Les sons mélodieux de la vraie bonne musique atteignent les dimensions les plus subtiles de notre âme et constituent en dernière instance le langage le plus élaboré, le plus touchant et le plus véridique qui soit ! Aussi n’y-t-il pas d’âme insensible à la mélodie, car certains frissons qui nous parcourent le corps ainsi que certains états de plénitude intérieure sont en réalité de vraies mélodies. C’est d’ailleurs ce qui nous fait penser que nous ne devons pas seulement de l’admiration aux musiciens ; nous leur devons surtout de la révérence dans le sens le plus élevé de ce terme.
On se représente souvent l’apport de l’artiste en termes d’agrément pour la vie : c’est assurément trop étroit comme conception du travail de l’artiste. Dans un monde où il n’y a pas de prophète ou dans lequel la voix de ces derniers n’est plus discernable, le dernier rempart contre la perdition humaine et contre la barbarie est sans doute l’art. La force mystérieuse avec laquelle l’artiste focalise l’attention et fascine son public constitue un véhicule performant de valeurs et de représentations pour parfaire la nature trop « courbe » de l’homme.
C’est qu’il y a des âmes qui sont incapables de décevoir et cela est déjà perceptible dans leur apparence physique. Nous ne pouvons nous permettre de rabâcher le prosaïsme du genre « Coumba Gawlo est belle », nous préférons parler plutôt de grâce, car celle-ci est plus élevée que la simple beauté physique (bien que celle-ci soit importante et, par bonheur, suffisamment disponible chez Coumba). Ce que nous appelons grâce ici est plus subtile que le charme et l’attirance physique, c’est pour parler comme Bergson, « l’immatérialité qui entre dans la matière ». Coumba est pleine de grâce dans son regard, dans son expression, dans ses réflexions, dans sa démarche et dans ses moindres mouvements. Sur scène et sur les plateaux de télévisions, Coumba étale toute sa grâce et subjugue ceux qui ont la chance de percevoir sa magnifique silhouette ou sa voix sublime.
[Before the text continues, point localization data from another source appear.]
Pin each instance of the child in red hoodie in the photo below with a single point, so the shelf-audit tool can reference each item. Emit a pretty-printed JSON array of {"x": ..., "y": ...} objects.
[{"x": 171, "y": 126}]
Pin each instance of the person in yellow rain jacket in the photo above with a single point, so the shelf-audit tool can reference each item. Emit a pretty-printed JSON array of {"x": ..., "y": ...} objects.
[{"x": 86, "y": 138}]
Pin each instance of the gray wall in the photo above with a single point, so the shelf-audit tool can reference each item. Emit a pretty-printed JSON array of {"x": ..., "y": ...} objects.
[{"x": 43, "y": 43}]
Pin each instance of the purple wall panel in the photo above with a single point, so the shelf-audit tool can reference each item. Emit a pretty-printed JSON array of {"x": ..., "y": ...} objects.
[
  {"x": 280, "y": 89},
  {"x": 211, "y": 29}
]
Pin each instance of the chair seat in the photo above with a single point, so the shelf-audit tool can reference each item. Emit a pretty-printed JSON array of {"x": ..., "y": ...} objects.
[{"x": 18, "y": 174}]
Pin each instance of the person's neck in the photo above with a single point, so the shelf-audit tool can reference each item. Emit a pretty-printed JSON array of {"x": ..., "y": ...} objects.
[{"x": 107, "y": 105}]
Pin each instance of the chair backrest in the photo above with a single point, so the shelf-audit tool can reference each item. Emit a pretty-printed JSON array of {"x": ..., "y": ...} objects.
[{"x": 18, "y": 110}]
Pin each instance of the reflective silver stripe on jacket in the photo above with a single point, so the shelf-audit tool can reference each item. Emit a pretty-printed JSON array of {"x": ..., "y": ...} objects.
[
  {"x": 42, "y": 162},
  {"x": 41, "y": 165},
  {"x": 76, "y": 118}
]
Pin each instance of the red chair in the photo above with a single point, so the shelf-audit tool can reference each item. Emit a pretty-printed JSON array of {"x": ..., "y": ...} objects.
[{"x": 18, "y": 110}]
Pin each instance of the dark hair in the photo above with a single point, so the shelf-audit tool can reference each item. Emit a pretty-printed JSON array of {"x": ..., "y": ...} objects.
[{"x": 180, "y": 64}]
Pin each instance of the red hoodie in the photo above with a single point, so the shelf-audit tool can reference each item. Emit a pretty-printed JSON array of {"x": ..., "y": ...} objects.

En plus d’être pétrie de génie, Coumba Gawlo est engagée, de façon sincère et de désintéressée aux côtés des faibles et des dominés. Elle est la lionne de la lutte contre l’injustice et l’imposture. Dans ce Sénégal de l’imposture généralisée, il est difficile et risqué de dire la vérité ; il est même quasiment impossible de faire une réflexion objective. Nous sommes tous engagés, c’est vrai, mais la constance dans l’engagement aux côtés du peuple est ce qui fait défaut au pays des intéressés. Il y en a qui ne sont engagés dans les luttes populaires qu’au gré de leurs intérêts ; ils y en a qui ont l’outrecuidance et la forfaiture de faire du destin de tout un peuple l’appendice de leur destin personnel.
Nous ne laisserons jamais les araignées venimeuses piéger Gawlo dans la grande « toile du complot » pour la « tuer ». Pharaon narguait les siens et se prenait pour le plus grand dieu, l’histoire a fini par montrer qu’il était un des plus petits hommes sur cette terre. Son arrogance lui faisait croire que parmi les peuples d’Egypte il y en avait qui n’étaient pas dignes de voir son visage ! Pharaon ignorait que quand on est vraiment grand on n’a besoin d’écraser les petits. Il ne savait pas que c’est en respectant la différence qu’on dépasse la médiocrité d’une existence cloitrée dans les murs de l’intrigue, du chauvinisme, du mépris de l’autre et de l’avidité.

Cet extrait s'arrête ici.